El responsable de brindar seguridad en el recinto es el Banco. Respecto a las redes con las cuales se opera, las opiniones están dividas y algunos opinan que no corresponde la eximición de responsabilidad, ya que podría sostenerse el carácter 'riesgoso' de la operatoria a través de un cajero automático, de la que obviamente la firma sale beneficiada por el cobro de comisiones'.
En cambio, otras voces ofrecen argumentos en contrario eximiendo a las redes, basados en la que los daños no se hubieran generado por una falla del sistema implementado por la empresa'.

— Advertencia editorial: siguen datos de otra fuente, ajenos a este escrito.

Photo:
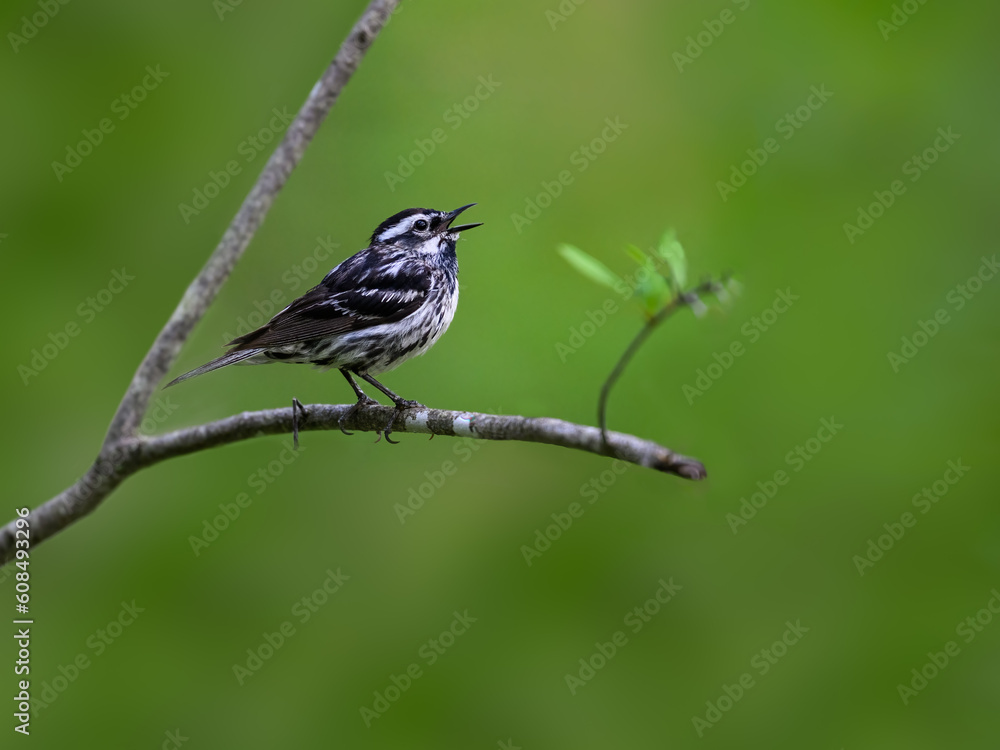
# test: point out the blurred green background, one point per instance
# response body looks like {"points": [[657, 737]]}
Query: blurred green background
{"points": [[556, 76]]}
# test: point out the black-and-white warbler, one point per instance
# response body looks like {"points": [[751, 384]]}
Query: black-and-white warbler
{"points": [[388, 303]]}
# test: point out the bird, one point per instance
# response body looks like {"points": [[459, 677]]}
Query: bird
{"points": [[382, 306]]}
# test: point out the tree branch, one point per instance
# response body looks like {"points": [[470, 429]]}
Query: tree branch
{"points": [[201, 293], [126, 452], [133, 454]]}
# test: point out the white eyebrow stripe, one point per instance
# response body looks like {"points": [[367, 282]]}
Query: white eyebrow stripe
{"points": [[402, 228]]}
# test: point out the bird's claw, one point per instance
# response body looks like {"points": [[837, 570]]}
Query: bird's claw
{"points": [[401, 406], [366, 401]]}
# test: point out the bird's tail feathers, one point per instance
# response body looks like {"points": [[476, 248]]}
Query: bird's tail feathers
{"points": [[230, 358]]}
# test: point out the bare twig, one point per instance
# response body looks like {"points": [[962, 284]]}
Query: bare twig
{"points": [[201, 293], [134, 454]]}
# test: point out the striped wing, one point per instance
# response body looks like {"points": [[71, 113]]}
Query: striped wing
{"points": [[359, 293]]}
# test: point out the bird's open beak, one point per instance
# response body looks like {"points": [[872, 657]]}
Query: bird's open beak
{"points": [[452, 215]]}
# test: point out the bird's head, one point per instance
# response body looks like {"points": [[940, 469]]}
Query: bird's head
{"points": [[422, 229]]}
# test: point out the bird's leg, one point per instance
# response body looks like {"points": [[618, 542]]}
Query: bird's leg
{"points": [[363, 400], [296, 408], [401, 405]]}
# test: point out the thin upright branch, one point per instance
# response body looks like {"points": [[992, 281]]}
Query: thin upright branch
{"points": [[201, 293], [681, 299]]}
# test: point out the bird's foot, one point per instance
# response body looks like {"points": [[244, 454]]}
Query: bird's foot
{"points": [[362, 401], [401, 406]]}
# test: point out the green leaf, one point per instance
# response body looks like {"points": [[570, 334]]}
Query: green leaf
{"points": [[673, 253], [637, 255], [590, 267]]}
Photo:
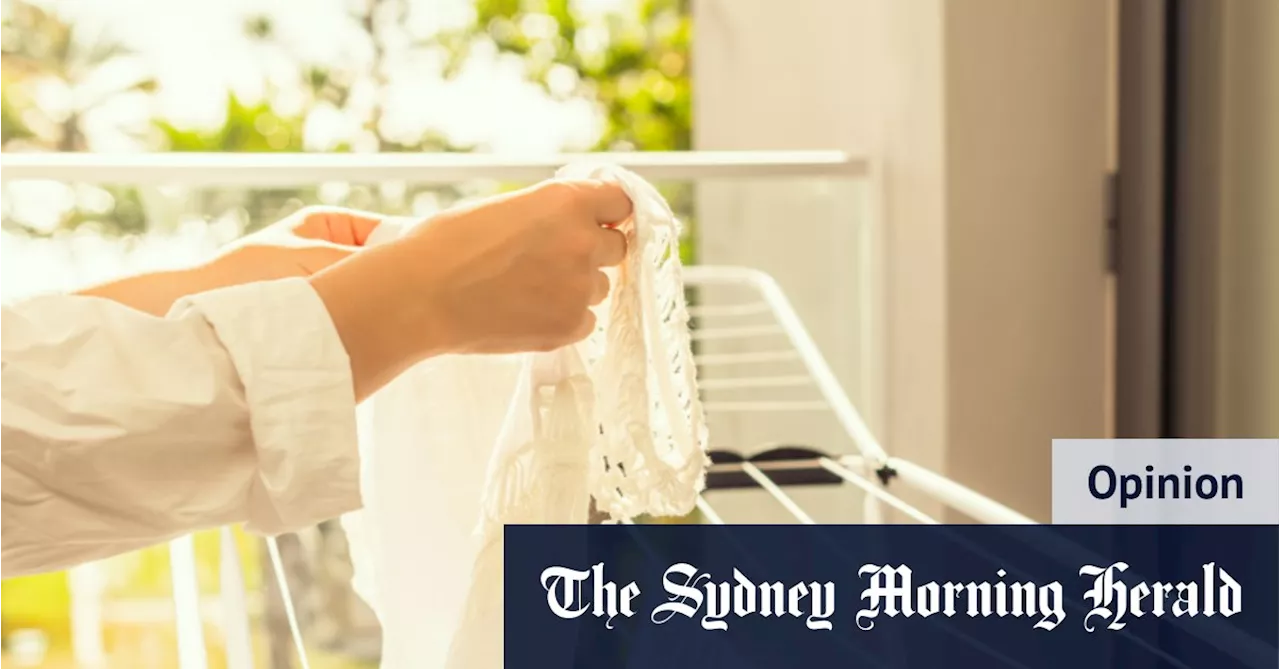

En todos los casos la autoridad de aplicación de los conflictos entre los clientes y los bancos, resultan las oficinas de Defensa del Consumidor (O.M.I.C. -Oficina Municipal de Información al Consumidor en caso de los Municipios, o dependencias Provinciales y Subsecretaria de Defensa del Consumidor en el caso de las provincias y del Estado Nacional) ; ya que si bien el Banco Central de la República Argentina regula la actividad bancaria lo hace respecto de cuestiones específicas del sector (regulaciones monetarias y técnicas) y no tanto en cuestiones de aspectos del consumidor.